Un SIG combine quatre éléments : des données spatiales (entités vectorielles et grilles raster), un SCR qui les géoréférence, des outils d'analyse (superposition, zones tampons, interpolation, analyse de terrain) et une sortie cartographique. Sa puissance réside dans l'analyse spatiale — poser des questions telles que « quelles parcelles se trouvent à moins de 200 m d'une faille cartographiée ? » qui dépendent de la géométrie, et pas seulement de jointures tabulaires.

Pourquoi c'est important

En géologie et en sciences de la Terre, le SIG est l'espace de travail où MNT, cartes géologiques, grilles géophysiques, logs de forage et imagerie de télédétection sont intégrés dans un seul modèle géoréférencé. Il transforme des jeux de données épars en une image cohérente pour l'exploration minière, le repérage des aléas, les états de référence environnementaux et le tracé d'infrastructures.

Exemple concret

Une pile open source typique associe QGIS (visualisation et édition sur poste de travail), GDAL/OGR (traitement raster et vectoriel en ligne de commande) et PostGIS (une base de données spatiale étendant PostgreSQL avec des types géométriques et du SQL spatial).

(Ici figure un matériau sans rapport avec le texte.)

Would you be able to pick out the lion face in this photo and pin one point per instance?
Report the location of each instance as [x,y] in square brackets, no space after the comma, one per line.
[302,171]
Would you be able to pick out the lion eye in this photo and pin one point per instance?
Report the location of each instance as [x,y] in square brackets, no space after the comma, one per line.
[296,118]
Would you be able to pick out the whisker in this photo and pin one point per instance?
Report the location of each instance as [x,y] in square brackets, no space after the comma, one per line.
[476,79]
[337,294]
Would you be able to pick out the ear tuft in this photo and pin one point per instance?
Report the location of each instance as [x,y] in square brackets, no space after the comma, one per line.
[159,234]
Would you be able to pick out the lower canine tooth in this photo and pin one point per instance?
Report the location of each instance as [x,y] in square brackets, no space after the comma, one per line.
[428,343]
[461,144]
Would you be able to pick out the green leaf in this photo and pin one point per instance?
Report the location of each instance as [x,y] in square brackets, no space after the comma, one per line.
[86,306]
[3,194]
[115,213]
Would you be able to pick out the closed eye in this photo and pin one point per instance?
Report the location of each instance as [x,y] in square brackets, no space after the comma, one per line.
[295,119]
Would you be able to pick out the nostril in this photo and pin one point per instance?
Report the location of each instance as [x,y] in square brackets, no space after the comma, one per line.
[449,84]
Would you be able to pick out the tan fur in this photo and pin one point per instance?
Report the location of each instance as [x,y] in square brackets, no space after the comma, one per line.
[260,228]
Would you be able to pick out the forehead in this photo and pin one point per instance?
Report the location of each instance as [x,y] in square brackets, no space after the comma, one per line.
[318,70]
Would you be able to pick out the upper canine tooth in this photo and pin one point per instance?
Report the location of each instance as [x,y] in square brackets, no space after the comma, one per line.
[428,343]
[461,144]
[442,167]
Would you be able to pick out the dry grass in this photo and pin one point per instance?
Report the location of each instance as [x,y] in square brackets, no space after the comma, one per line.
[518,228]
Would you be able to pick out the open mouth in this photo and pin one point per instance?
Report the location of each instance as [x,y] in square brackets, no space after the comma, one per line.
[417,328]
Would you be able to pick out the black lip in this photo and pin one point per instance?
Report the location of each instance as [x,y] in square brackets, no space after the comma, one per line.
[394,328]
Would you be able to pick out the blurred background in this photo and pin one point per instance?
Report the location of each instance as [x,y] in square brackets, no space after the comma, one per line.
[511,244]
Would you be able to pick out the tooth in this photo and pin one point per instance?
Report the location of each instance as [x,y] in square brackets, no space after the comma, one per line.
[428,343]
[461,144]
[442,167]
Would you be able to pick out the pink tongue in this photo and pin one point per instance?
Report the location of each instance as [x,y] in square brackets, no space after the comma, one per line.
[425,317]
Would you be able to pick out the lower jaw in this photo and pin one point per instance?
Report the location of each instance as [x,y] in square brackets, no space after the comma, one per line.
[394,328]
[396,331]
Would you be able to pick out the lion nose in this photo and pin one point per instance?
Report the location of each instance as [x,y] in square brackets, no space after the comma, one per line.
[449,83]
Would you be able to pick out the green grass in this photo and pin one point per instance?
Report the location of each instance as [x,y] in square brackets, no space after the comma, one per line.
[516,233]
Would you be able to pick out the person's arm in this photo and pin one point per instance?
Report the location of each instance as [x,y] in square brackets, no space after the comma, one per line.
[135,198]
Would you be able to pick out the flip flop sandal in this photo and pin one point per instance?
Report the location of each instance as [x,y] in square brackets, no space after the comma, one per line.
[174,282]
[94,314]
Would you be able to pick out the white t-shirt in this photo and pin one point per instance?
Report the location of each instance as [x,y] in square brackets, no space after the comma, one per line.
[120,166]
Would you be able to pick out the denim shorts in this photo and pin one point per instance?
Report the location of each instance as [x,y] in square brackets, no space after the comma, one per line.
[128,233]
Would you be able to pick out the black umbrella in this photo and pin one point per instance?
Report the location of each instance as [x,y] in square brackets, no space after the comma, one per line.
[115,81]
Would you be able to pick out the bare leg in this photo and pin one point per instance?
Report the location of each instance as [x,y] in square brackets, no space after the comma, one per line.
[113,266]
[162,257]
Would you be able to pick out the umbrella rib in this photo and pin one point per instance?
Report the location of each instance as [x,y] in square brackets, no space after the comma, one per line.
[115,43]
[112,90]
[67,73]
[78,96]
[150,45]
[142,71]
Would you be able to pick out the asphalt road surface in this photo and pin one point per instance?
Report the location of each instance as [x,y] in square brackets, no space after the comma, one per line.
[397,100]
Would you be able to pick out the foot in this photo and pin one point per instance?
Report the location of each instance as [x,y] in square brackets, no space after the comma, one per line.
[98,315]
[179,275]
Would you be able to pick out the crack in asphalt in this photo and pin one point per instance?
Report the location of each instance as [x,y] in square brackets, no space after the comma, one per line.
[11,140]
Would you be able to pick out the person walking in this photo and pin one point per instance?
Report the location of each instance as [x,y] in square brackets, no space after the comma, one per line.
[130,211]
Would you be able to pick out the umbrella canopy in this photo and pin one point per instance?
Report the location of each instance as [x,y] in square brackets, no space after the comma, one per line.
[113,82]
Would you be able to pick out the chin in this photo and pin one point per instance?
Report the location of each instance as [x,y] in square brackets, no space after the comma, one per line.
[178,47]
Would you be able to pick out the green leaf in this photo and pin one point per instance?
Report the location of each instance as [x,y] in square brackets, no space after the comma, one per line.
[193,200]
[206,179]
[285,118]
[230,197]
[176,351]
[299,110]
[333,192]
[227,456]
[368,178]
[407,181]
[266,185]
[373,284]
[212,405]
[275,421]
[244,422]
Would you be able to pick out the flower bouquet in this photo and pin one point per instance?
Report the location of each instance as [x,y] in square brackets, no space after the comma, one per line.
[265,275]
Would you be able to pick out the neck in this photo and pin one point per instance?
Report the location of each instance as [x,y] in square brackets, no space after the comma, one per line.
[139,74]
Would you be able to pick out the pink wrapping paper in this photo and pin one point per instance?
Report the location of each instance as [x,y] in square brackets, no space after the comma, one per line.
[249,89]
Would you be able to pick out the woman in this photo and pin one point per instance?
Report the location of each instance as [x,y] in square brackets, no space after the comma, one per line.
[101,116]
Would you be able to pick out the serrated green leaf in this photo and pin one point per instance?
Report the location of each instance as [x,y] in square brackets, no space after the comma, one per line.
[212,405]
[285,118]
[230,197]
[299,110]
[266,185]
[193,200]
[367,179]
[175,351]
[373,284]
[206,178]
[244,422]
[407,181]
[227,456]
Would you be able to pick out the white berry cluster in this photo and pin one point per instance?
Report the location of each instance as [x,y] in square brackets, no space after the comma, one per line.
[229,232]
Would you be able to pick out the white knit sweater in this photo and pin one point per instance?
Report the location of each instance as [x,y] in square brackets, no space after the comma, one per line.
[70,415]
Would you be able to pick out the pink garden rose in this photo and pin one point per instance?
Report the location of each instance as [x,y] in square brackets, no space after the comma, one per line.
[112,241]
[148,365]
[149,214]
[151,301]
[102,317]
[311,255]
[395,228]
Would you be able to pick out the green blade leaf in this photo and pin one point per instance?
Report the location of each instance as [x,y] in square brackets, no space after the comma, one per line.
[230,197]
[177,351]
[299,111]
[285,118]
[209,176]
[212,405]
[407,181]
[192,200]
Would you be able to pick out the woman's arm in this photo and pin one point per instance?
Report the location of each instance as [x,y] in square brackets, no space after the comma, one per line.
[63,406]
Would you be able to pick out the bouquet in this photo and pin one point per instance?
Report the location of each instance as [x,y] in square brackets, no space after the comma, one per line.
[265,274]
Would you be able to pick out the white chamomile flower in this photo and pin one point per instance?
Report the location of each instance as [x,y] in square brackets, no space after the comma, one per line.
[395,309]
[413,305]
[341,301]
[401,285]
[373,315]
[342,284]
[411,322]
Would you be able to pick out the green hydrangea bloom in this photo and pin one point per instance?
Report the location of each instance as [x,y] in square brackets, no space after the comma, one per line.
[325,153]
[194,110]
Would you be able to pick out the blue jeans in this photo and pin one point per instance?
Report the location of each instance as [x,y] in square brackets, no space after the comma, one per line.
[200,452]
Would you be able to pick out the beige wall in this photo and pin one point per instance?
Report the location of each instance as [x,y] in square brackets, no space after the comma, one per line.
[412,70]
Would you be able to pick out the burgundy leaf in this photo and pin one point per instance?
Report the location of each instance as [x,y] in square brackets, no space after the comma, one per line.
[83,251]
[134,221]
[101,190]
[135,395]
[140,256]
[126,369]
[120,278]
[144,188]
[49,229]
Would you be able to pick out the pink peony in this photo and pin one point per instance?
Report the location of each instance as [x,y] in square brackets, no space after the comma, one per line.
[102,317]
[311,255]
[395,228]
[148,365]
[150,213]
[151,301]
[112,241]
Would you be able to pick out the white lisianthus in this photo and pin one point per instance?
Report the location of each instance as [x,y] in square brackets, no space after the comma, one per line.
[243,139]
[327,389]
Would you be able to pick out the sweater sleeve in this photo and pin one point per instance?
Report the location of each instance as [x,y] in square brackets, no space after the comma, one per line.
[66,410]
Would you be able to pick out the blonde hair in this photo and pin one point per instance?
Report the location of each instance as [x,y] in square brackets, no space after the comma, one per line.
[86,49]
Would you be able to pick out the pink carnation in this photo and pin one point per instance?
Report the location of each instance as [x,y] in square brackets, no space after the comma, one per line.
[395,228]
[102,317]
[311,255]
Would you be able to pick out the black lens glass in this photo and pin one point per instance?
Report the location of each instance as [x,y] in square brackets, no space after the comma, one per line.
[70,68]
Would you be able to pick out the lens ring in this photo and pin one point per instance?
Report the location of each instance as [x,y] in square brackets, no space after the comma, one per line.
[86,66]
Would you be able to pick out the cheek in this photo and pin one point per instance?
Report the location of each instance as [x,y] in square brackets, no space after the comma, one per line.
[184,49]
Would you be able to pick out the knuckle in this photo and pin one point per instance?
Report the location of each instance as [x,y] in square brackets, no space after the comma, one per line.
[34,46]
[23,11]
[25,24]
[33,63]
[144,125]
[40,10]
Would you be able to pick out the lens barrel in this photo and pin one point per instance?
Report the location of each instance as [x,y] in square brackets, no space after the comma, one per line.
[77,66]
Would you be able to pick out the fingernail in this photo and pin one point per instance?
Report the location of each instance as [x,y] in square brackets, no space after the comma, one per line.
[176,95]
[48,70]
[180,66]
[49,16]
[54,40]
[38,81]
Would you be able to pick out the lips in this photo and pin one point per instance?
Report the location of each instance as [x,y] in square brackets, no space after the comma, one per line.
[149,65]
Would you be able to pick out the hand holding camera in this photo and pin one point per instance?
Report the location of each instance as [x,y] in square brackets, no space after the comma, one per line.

Un flux de travail pourrait reprojeter un MNT avec gdalwarp, dériver la pente dans QGIS, puis stocker et interroger les résultats dans PostGIS à l'aide de ST_Intersects. ArcGIS Pro en est l'équivalent commercial dominant.

Piège courant

Un SIG n'est pas qu'une cartographie numérique. Le considérer comme un simple logiciel de dessin ignore sa valeur fondamentale — une analyse spatiale reproductible et une gestion rigoureuse du SCR, des métadonnées et de la topologie. Des couches dans des systèmes de coordonnées incohérents sont la cause la plus fréquente d'entités qui refusent de s'aligner.